Local, interactive use is a different story — and honestly, it was never really the target. When you're sitting alongside the agent, watching it work and steering it in real time, you're already the scope. You're there to redirect it if it veers off course. Adding the formal overhead of defining and passing scopes just introduces friction that you'd otherwise handle naturally. This skill earns its keep when the agent is operating without you.
The most amusing thing I discovered: you need a add:scope scope. I wanted to add a new scope definition to a project mid-task, but I hadn't granted myself that permission. A genuine catch-22 — and a sign the system is working as intended.
Trying it out
The repo is at github.com/almcc/agent-scope-skill. To add it to an existing project, install the skill and ask the agent to initialise the project for agent scopes. It will pick the closest starter template for your project type (frontend, backend API, CLI, library), adjust the paths: globs to match your directory structure, and wire up the AGENTS.md constraint so every subsequent agent is aware of it from the start.
What's next
Some things I'd like to do next.
A pre-commit hook that checks files being committed against the paths defined in the active scopes. If any changed file falls outside the permitted paths, the commit fails with a clear explanation of which scope was violated. For this to work, the tooling would need to cache the current grant list somewhere that the hook can read it. But the payoff is significant: an agent operating without a human gets an immediate feedback loop at the exact moment it tries to commit. It can't silently drift outside its bounds and only discover the problem at review.

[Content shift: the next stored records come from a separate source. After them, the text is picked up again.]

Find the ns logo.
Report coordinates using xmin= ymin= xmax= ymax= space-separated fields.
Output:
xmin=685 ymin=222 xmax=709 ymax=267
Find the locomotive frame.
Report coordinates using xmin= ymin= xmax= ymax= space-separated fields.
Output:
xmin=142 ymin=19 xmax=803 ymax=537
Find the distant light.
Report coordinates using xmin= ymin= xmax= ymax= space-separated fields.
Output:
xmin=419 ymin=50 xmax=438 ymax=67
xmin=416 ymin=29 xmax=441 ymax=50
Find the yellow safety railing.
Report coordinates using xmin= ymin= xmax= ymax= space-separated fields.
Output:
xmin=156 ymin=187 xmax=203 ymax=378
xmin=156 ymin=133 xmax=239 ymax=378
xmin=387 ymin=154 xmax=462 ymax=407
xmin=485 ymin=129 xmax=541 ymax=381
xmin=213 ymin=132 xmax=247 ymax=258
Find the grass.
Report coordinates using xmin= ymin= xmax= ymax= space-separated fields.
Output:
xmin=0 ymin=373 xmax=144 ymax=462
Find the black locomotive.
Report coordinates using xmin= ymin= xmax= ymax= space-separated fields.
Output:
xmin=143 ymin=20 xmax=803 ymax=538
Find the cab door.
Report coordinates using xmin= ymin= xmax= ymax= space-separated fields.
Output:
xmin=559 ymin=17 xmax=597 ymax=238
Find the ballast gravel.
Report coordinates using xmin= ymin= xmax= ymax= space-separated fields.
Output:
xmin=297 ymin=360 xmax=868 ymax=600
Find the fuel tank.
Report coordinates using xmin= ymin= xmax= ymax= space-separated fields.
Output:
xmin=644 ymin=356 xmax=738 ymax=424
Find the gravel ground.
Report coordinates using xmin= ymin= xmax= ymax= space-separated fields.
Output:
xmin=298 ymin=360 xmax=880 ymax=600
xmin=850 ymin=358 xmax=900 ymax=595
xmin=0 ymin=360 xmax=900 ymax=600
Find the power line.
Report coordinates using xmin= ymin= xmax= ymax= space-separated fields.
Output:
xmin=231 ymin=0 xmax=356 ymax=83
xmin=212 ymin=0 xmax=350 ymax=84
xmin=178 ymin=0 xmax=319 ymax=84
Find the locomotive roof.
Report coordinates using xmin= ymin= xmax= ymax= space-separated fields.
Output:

Adding the granted scopes to the commit as a commit trailer (Scope: edit:api-endpoint, add:migration), so every commit carries a machine-readable record of the permission set it was made under. That flows naturally into everything downstream: CI, review tooling, audit logs.
Scope adherence checking as part of MR review. When an automated agent is reviewing a merge request, the scopes give it something concrete to work with beyond just reading the diff — it can verify that the changes actually stay within the granted scopes, flag anything that drifted, and reason about whether the implementation matches what was originally approved. The scope becomes part of the review contract. I always prefer the reviewer to be a different LLM than the one that wrote the code. Two LLMs rarely make the same misinterpretation — so where the author skipped over something, the reviewer is less likely to skip over it too.
Scope labels on MRs, whether or not the change was agent-originated. Tagging an MR with the scopes it touches gives reviewers a signal before they open the diff. An MR labelled edit:api-endpoint gets routed differently to one labelled add:migration, edit:schema. This matters more than it might seem. The ability to create code with AI is already outpacing the number of people available to review it — that gap is only going to widen. Prioritising the review queue is going to become one of the harder problems in AI-assisted development, and lightweight signals like scope labels are the kind of thing that help.